俺を変な人でも見るような目で見て、それから俺に背を向けて、それで、それで……!


トンッ。
自分の考えにのめり込んでしまっていた俺は、急に背中を叩かれてヒックと小さく息を呑んだ。
は、浜野クン……?
「おっはよー、はっやみー!」って残酷な顔で笑う浜野クンが脳裏にまた悪夢のように甦ってくる。
でも蒼白な顔で恐る恐る顔を上げると、そこにいたのは倉間クンで。
倉間クンしか、そこには居なかった。


「よお、お前どうしたんだよ?」

そう言うと俺の顔を見て、倉間クンは普段からよく寄ってる眉間に今日も皺を作った。


「なんだズル休みじゃなさそうだな。顔色悪ぃーぞ」

なんだかんだで面倒見のいい倉間クンは、俺の事をすぐ心配してくれる。
それなのに俺は姿の見えない浜野クンの事で頭がいっぱいだった。
いつもは朝練が終わったら三人で一緒に教室に来るのに、浜野クンは?
なんで今日に限って……?
不安がまたぐぐっと競りあがってくる。


「あの…、浜野クンは一緒じゃないんですか…?」

「ああ、浜野?ボケーッとしてたから置いてきた」

俺の不安は底なし沼に似ている。
一度はまり込んだら簡単には抜け出せない。
そうして悪いほうへ悪いほうへと、どんどん深みに嵌ってくんだ。
倉間クンは俺の体調の方が大事だと言わんばかりの何気なさでそう口にしたというのに、俺の思考回路は悪い方にしか巡っていかない。

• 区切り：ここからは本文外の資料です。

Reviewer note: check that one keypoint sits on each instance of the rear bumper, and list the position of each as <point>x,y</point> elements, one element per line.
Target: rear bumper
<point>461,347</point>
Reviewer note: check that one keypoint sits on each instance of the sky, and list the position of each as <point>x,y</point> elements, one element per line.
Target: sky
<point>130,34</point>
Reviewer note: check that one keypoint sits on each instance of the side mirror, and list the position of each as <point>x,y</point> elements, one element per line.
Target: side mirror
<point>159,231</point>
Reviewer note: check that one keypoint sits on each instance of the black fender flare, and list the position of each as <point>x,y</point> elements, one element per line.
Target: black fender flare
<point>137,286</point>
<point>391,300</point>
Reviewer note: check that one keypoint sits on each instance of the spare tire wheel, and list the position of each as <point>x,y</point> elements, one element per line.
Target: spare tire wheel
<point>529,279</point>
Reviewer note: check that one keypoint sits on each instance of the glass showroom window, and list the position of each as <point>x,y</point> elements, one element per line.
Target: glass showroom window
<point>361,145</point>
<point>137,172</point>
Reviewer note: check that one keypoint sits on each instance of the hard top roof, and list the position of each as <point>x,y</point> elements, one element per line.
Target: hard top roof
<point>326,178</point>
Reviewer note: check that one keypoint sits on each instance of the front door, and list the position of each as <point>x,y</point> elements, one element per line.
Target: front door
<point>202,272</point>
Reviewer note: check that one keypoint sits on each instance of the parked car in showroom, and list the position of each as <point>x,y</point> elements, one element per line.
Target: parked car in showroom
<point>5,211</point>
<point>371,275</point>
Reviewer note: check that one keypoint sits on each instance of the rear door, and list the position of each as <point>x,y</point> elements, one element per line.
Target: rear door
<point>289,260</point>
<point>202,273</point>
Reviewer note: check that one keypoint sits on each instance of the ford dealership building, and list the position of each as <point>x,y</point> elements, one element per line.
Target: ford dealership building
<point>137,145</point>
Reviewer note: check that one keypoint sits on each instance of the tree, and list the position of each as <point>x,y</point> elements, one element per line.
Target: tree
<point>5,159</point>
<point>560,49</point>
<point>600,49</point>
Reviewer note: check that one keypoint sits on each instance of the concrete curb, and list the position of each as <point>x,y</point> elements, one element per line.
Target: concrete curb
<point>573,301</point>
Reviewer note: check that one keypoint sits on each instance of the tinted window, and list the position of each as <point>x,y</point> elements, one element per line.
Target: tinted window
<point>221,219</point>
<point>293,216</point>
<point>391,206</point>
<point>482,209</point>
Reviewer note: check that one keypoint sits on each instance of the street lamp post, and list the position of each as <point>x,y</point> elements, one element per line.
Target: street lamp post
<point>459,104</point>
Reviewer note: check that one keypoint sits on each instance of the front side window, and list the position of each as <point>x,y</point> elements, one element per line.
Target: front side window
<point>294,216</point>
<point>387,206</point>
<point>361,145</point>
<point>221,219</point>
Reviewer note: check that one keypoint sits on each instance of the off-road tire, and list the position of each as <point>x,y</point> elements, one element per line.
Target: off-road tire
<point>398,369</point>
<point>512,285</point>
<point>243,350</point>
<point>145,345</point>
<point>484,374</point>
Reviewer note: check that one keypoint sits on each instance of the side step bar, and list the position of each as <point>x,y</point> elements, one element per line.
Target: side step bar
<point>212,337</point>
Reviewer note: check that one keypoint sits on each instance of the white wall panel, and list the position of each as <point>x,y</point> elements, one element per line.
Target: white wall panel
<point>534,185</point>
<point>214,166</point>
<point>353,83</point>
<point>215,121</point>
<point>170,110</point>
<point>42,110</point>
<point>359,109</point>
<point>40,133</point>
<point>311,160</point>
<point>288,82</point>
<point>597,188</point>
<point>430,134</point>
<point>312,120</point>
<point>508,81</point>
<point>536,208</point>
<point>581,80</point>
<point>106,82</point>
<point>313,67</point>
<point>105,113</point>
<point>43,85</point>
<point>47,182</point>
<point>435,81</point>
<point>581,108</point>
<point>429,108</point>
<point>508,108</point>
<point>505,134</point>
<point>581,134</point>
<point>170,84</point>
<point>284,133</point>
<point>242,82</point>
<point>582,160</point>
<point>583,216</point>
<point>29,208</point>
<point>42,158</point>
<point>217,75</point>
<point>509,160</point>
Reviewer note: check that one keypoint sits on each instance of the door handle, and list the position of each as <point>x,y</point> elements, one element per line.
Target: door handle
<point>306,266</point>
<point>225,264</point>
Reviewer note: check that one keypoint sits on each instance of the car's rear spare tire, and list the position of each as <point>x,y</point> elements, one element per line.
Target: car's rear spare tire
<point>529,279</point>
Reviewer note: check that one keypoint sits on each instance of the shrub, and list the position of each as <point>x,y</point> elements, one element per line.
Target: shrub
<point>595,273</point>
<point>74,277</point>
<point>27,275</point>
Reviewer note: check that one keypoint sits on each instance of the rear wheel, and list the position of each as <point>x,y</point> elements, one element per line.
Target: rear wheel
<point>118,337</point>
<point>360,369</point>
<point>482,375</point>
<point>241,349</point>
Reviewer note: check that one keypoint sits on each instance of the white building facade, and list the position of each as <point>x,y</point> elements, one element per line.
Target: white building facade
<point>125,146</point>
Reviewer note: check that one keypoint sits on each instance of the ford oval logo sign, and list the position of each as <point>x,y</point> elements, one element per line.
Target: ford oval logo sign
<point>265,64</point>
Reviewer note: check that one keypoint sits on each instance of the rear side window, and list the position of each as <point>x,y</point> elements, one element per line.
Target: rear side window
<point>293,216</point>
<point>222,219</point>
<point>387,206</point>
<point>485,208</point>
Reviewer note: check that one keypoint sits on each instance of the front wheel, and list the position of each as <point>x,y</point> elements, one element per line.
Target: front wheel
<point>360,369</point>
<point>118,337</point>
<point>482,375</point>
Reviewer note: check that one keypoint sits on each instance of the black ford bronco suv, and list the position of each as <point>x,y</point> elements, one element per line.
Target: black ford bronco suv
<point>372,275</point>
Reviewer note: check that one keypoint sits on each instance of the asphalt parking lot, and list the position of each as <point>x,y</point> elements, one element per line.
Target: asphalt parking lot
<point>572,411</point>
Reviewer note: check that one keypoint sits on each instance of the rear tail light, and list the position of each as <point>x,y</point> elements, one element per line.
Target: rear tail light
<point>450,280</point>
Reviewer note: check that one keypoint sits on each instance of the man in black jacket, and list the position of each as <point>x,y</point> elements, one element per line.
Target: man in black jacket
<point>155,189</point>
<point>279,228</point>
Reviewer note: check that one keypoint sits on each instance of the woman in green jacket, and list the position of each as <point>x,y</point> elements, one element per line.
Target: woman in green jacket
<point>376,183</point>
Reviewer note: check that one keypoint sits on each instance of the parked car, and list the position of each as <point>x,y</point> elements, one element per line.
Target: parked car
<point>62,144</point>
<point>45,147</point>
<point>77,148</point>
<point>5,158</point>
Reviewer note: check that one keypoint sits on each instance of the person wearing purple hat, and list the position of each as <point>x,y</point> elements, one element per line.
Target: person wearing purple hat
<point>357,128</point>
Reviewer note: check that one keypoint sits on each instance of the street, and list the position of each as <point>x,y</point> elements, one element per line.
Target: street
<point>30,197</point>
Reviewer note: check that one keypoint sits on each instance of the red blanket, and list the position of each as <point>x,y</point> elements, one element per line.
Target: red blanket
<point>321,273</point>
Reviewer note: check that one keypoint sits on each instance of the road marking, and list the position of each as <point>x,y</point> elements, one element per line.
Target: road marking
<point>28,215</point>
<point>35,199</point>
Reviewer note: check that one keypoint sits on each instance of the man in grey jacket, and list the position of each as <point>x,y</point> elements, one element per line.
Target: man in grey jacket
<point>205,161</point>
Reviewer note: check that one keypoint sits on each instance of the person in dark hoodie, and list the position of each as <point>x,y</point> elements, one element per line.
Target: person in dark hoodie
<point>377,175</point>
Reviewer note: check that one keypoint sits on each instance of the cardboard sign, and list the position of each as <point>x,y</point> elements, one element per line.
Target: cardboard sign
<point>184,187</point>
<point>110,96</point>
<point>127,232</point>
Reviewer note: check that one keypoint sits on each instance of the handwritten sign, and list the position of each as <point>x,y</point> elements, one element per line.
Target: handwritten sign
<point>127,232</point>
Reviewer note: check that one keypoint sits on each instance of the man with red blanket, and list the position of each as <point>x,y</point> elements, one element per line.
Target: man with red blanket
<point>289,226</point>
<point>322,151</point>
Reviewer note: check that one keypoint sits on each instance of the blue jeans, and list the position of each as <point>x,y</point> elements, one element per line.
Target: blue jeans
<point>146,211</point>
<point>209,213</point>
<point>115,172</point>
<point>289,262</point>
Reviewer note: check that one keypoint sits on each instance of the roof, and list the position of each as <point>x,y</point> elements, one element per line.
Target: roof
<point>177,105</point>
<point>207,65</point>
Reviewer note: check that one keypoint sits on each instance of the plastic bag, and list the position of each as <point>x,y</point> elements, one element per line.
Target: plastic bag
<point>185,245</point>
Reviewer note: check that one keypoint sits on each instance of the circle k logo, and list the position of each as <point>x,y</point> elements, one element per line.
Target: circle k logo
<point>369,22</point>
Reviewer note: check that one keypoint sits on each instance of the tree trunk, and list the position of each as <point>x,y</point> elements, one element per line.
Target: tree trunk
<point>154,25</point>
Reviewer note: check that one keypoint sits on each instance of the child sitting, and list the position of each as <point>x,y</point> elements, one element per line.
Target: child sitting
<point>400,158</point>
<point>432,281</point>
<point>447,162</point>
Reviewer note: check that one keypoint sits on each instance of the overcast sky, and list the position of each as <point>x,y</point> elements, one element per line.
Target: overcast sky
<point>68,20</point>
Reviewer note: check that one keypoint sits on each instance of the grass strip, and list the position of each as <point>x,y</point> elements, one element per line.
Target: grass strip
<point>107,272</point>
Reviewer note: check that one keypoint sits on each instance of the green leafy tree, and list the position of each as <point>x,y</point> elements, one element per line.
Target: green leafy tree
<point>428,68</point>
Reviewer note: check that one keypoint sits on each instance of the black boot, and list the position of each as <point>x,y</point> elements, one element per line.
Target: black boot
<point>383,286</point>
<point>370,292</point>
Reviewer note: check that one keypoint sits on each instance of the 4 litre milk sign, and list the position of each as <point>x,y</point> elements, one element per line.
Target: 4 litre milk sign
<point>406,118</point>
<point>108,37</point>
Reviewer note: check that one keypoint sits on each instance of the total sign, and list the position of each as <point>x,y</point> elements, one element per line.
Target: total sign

「何に夢中になってるか知んねーけど、どうせ浜野の事だからチャイムが鳴ったら慌てて教室に来んだろ」

心配するだけ無駄無駄、って倉間クンはやる気無さそうに手の平をひらひらさせた。


「そうだと、いいんですけど……」

そうやって返事をしたものの、どうしても俺の脳裏は浜野クンの後姿がぐるぐると回って駄目だった。
どうしても俺を避ける為に教室に来ないんじゃないかって思ってしまう。
あんな風に泣いたから…?
普段と同じように接する事が出来ない俺なんて、もういらないですか…?


「お、チャイム」

倉間クンの呟きで、俺の心拍数は一気に跳ね上がる。
倉間クンの嘘吐き……!
チャイムが鳴っても来やしないじゃないですか!
どんなに安請負した倉間クンに責任転嫁しても、浜野クンは教室に来ない。
先生がきてHRを始めても、浜野クンは来なくて。


……結局、浜野クンは一限目の授業が終わっても教室に顔を出す事は無かった。
それは教科書をたった数ページ習うだけの時間に過ぎないかもしれないけど、俺にとっては途轍もなく長い時間で。

・・・俺が底なし沼の深淵を覗くには充分な時間だった。